Review

Gesamtbesprechung

---{«In liebevollen Andenken an die Frederike, 2014-2023»}---

Die Karriere des noch jungen Filmemachers Jazz Boon a.k.a. Man Wai-hung als Regisseur hat sich seit der ersten Aufnahme der Tätigkeit mit der Fernsehserie Invincible Vanguard (1995) stetig weiter entwickelt und mit der Serienumsetzung Line Walker (2014) sowie vor allem den beiden davon losgelösten, nicht gänzlich unabhängigen, aber eher thematisch verbundenen Kinoerfolgen Line Walker (2016) und Line Walker 2: Invisible Spy (2019) ihren bisherigen Höhepunkt erreicht. Dazwischen lagen zwei weitere und auch zwei weitere dem Actionbereich zugeordnete Serien, das auch als Period Piece und Martial Arts Drama zuordenbare A Fist Within Four Walls (2016) und das zeitgenössische The Unholy Alliance (2017); beide mit Hauptdarsteller Ruco Chan, der spätestens damit zum Genrefavoriten und TVBs Mann fürs Genre empor stieg:

Der in Taiwan in aller Friedlichkeit lebende Ko Chi-Kit [ Ruco Chan ] wird eines Tages von einer Schar Attentäter angegriffen, seine ihn aufziehende Tante Tse Che-Mei [ Nina Paw ] dabei getötet, und Ko auch verletzt; er entkommt nur mithilfe der bis dato sich auch als harmlos gebenden Yuen Tsing-Yan [ Nancy Wu ]. Yuen arbeitet dabei im Auftrag von Ling Hung [ auch Nina Paw ], die in HK Vorstand einer heimlichen Allianz aus mehr oder minder integren Geschäftsleuten ist, und ebenfalls gerade mitsamt ihrem Adoptivsohn Kent Ling Tsin-Yau [ Joel Chan ] und ihrer rechten Hand Yik Siu-Fung [ Jimmy Au ] angegriffen wurde, dahinter steckt die vom Allianz-Mitglied Dai Tsad [ Stephen Ho ] engagierte Viet Tiger Gang, die wiederum nur Vorwand von Wai Lui [ Samuel Kwok ], der neben Councellor Lau Chak-Shing [ Timothy Cheng ] ärgsten Konkurrenz von Ling Hung ist. Während sich Ko nach HK begibt, um mitsamt seines dortigen Freundes Dai Fa-Chun [ Oscar Leung ] mehr über die Hintergründe zu erfahren, ist vor allem die restliche Ling-Familie, bestehend aus u.a. Ricky Ling Chi-Sin [ Pierre Ngo ], Jason Ling Lit [ Cheung Kwok-Keung ], Anthony Ling Ka-Ming [ Alex Lam ] sehr besorgt um die zunehmende Gefahr; was auch für Kate Wai Yi-Yau [ Elaine Yiu ], der Verlobten von Kent Ling, aber gleichzeitig der Tochter von Wai Lui gilt.

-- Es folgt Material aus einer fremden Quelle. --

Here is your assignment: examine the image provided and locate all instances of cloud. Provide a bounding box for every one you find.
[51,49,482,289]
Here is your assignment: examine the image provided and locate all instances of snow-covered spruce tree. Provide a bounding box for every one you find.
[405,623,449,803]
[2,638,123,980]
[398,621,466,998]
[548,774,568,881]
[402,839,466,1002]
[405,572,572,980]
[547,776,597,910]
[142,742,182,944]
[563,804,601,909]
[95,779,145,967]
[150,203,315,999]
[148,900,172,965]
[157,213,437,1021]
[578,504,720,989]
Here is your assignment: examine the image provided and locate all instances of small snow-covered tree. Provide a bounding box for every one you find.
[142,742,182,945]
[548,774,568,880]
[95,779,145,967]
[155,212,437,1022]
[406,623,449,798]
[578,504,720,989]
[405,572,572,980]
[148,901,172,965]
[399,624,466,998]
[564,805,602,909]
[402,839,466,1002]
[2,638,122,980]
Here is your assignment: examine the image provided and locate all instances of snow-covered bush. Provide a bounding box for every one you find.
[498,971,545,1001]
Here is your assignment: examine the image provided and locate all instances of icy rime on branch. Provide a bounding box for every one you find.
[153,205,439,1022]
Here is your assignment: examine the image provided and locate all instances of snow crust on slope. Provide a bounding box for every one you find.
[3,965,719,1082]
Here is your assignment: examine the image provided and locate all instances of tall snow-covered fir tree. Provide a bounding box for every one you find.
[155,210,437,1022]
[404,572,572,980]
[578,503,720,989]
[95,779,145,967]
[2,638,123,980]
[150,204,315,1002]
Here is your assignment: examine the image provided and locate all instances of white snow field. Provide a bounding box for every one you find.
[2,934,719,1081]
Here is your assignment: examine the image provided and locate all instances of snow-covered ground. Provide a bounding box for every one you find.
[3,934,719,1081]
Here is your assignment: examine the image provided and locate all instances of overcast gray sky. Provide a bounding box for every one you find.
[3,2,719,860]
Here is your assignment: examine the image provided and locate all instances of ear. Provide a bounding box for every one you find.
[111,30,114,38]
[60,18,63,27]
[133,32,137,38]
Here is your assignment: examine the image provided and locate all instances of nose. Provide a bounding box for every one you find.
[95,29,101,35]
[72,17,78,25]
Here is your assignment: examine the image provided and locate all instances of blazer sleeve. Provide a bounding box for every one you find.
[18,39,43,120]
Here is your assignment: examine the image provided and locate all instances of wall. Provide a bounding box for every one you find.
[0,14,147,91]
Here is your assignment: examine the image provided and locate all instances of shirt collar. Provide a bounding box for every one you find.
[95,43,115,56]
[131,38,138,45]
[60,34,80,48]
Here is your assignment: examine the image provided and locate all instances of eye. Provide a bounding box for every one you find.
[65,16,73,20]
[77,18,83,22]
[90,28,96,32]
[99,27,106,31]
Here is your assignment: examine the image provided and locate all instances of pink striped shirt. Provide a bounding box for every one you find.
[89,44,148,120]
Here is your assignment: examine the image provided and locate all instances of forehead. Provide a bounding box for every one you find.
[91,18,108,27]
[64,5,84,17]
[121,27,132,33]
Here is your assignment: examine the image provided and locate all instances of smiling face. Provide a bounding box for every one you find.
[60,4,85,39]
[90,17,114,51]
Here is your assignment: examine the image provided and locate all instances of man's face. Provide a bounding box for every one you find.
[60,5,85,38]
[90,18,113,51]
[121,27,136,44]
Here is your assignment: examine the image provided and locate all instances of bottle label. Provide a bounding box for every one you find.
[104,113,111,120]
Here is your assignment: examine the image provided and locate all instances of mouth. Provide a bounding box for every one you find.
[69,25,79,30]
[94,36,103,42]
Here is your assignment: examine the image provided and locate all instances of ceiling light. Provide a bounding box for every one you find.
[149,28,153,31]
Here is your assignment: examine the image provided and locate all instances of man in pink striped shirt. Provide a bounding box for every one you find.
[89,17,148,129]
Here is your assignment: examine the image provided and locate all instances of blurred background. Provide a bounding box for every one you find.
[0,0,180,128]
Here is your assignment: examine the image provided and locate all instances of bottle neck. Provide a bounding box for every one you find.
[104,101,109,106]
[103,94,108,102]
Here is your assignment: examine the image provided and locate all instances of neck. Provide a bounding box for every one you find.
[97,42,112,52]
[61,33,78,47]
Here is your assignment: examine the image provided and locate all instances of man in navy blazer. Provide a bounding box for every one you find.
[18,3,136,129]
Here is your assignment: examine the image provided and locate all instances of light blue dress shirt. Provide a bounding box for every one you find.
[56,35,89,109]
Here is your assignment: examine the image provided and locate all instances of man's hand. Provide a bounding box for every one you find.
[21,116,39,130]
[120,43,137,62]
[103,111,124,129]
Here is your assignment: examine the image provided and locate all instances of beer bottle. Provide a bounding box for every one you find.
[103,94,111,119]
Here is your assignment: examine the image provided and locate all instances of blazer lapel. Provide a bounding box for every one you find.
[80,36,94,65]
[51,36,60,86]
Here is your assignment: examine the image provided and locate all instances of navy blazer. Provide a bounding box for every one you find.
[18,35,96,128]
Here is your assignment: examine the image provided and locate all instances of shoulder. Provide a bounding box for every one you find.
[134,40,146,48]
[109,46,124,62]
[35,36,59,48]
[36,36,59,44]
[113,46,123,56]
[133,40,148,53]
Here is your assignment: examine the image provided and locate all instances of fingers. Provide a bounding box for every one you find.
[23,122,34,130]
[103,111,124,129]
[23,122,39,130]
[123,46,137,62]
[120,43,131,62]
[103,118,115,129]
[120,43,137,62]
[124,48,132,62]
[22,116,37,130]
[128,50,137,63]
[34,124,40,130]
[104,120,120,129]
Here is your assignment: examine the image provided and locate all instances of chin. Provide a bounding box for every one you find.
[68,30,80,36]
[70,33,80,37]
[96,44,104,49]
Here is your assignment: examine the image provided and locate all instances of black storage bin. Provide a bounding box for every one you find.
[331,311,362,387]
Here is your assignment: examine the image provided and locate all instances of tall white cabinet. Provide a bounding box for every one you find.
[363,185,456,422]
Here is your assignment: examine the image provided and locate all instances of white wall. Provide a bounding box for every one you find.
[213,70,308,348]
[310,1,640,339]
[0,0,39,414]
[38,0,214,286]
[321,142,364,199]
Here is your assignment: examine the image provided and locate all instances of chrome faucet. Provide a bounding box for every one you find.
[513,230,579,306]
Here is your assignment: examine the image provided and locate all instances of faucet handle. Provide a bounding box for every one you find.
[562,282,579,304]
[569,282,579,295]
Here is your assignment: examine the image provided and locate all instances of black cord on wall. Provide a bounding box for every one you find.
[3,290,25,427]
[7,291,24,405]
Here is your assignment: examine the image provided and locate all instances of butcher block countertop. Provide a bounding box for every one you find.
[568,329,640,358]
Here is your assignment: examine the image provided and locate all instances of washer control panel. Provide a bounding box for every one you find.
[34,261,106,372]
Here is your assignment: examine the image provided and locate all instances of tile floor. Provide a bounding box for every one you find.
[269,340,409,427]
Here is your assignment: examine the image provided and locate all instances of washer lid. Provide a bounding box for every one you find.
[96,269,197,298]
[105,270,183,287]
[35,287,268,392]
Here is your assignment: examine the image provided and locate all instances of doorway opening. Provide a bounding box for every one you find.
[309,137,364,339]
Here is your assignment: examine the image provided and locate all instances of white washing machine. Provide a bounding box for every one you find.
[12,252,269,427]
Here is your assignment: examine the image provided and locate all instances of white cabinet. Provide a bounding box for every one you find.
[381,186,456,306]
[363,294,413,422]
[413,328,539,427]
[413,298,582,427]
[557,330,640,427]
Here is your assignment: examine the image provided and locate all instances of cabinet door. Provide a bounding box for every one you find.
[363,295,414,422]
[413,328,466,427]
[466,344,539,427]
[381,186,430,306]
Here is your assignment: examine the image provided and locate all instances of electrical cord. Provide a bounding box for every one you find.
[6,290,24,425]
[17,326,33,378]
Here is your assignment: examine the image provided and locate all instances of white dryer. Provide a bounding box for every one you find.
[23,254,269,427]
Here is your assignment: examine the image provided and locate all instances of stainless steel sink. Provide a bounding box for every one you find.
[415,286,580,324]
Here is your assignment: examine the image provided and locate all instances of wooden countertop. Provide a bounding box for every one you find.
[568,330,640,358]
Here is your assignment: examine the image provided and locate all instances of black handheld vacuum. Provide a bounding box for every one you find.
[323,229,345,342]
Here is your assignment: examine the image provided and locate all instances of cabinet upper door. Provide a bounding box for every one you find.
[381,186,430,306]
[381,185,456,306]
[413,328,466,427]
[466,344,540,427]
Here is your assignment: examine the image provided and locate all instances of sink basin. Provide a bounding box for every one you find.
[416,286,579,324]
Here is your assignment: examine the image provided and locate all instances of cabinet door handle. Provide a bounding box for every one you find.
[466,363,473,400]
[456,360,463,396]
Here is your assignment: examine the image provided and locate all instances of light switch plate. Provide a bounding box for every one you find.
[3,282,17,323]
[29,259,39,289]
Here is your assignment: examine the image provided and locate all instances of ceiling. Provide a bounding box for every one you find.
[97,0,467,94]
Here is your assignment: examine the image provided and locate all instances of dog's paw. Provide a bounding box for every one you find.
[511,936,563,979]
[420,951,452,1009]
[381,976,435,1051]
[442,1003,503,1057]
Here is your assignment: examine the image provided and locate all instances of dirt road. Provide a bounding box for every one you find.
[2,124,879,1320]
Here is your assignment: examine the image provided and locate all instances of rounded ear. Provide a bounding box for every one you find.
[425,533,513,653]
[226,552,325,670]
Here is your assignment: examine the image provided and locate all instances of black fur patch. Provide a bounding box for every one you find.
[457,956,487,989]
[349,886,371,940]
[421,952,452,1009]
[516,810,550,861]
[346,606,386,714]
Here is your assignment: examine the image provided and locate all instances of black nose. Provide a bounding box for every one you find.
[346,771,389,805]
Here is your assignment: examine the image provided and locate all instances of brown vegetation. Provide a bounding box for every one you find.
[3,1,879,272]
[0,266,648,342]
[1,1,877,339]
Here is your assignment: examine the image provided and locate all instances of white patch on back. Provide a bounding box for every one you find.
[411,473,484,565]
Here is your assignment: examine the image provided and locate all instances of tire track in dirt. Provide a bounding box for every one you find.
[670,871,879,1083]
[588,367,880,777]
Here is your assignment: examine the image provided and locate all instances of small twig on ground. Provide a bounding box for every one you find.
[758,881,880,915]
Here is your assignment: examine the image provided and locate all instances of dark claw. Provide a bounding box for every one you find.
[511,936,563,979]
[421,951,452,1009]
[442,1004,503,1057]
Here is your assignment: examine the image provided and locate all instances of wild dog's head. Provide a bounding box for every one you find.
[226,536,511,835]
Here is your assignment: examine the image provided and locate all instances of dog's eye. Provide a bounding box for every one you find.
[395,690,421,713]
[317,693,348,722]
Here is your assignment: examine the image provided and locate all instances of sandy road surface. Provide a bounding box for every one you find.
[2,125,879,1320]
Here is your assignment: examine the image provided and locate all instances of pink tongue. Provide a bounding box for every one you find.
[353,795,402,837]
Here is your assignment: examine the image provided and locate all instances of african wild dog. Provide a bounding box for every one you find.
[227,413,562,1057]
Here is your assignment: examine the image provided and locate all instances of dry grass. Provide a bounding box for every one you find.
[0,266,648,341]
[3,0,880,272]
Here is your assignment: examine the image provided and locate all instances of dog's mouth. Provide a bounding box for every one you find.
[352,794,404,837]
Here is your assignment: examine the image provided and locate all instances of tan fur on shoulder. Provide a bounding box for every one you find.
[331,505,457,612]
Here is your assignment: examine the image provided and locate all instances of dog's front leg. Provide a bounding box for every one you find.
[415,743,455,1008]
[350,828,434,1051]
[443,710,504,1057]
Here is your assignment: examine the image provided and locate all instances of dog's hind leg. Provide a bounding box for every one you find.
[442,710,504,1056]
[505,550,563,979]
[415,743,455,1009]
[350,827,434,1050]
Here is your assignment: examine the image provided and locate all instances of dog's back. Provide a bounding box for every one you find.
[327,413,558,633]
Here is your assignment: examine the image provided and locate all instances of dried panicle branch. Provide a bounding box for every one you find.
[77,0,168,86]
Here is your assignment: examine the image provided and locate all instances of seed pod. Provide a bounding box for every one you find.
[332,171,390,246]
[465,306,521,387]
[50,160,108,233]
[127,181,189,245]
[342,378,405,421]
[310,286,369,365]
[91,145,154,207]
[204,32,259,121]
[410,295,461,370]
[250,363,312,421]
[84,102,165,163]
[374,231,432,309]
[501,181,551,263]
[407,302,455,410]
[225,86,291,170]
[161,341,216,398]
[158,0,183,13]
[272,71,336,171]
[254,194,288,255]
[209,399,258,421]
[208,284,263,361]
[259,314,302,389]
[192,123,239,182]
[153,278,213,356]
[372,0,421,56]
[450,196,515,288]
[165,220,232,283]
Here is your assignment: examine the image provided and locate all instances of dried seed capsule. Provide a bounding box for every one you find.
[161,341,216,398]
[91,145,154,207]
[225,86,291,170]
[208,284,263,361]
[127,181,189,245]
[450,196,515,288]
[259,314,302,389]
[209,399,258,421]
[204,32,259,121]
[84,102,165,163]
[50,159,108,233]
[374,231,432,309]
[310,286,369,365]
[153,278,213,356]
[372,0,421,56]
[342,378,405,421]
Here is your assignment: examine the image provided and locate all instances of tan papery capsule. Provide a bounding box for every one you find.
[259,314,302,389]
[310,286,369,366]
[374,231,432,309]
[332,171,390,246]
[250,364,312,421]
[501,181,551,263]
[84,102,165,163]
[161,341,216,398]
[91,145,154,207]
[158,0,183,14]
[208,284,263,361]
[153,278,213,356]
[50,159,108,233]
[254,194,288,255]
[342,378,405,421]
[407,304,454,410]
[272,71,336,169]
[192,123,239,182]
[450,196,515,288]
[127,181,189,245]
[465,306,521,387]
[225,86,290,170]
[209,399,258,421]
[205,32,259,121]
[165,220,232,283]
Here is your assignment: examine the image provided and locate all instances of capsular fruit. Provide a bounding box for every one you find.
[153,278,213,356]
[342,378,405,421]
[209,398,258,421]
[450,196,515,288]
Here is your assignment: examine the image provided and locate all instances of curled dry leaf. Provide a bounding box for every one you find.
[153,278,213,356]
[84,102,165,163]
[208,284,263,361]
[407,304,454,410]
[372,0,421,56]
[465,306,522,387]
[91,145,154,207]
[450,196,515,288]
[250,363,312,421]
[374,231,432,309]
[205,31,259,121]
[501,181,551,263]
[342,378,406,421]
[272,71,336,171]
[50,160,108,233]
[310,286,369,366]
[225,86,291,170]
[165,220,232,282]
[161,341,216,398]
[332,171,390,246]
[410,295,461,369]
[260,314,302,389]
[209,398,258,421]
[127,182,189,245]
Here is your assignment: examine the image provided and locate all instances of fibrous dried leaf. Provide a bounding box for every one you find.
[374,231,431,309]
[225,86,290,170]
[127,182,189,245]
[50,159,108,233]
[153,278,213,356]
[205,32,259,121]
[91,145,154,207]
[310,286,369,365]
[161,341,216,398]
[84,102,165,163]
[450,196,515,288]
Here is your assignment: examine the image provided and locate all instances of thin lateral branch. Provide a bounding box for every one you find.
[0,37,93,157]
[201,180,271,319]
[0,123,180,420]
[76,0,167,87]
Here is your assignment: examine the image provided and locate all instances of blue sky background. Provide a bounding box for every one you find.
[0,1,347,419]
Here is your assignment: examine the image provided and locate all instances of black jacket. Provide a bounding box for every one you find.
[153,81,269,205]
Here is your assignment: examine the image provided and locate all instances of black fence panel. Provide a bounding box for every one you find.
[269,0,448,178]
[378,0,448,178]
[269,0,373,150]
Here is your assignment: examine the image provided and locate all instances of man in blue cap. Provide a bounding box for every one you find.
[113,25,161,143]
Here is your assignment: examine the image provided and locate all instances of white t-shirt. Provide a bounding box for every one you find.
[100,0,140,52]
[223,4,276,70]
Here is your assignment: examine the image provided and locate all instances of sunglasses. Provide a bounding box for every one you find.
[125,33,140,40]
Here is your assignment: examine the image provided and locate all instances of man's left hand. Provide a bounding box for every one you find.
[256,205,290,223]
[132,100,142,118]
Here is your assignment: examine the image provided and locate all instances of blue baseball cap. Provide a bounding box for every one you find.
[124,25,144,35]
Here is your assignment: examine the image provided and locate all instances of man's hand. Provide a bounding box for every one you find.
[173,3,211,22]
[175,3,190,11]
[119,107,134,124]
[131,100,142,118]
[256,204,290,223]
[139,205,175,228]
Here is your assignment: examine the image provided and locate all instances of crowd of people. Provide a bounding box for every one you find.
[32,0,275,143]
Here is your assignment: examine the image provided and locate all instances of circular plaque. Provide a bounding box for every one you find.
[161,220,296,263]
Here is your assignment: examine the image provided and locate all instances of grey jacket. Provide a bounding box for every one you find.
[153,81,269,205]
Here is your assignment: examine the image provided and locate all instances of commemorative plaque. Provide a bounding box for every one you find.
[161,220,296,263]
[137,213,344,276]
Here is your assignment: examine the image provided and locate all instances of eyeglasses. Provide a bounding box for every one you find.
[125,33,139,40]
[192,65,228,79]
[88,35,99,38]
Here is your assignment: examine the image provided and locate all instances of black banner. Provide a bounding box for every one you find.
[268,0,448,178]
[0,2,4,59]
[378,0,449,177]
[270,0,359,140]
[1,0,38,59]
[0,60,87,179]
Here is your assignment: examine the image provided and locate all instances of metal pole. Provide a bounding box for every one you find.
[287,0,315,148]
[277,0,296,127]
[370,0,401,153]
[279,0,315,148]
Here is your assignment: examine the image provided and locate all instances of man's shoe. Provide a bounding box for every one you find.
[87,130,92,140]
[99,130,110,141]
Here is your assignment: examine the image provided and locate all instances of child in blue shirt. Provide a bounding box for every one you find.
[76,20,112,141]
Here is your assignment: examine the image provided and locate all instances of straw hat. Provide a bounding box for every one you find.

Mächtig in die Vollen geht dabei der Vorspann, es wird explodiert und geschossen, als gäbe es kein Morgen, ein Actionintermezzo jagt das andere, dazu eine Anpeilung an das Volk wie ein Genrebastard aus Bond und Mission Impossible, wobei letzteres auch öfters mal als Quelle und Referenz seitens der Filmemacher auftaucht und damit gilt. Das Ganze allerdings nicht in der ernsten, sondern der kunterbunten Verpackung, als abenteuerliche Komödie, mit auch lautmalerischen und humoristisch offensiven Szenen, dem gefürchteten Kanton-Humor, der landestypisch und nicht jedermanns Sache so ist. So bietet die Eröffnung in Taiwan, die auch verbal eingeleitet wird mit dem Hinweis, dass das Geschehen parallel dazu (und mit genauer Zeitangabe) auch in HK vor sich geht und stattfindet, schon seine ersten Ausflüge in die Tourismus- und Urlaubsbilder, hat aber ebenso Anwandlungen in den frivolen Slapstick und andere pointierte Irrtümer. Gezündet wird ein Unterhaltungsbömbli mit viel Abwechslung und schnellen Schnitten, mit einem lieblichen holzgetäfelten B&B als familiären Rückzug und kleineren physischen Szenen.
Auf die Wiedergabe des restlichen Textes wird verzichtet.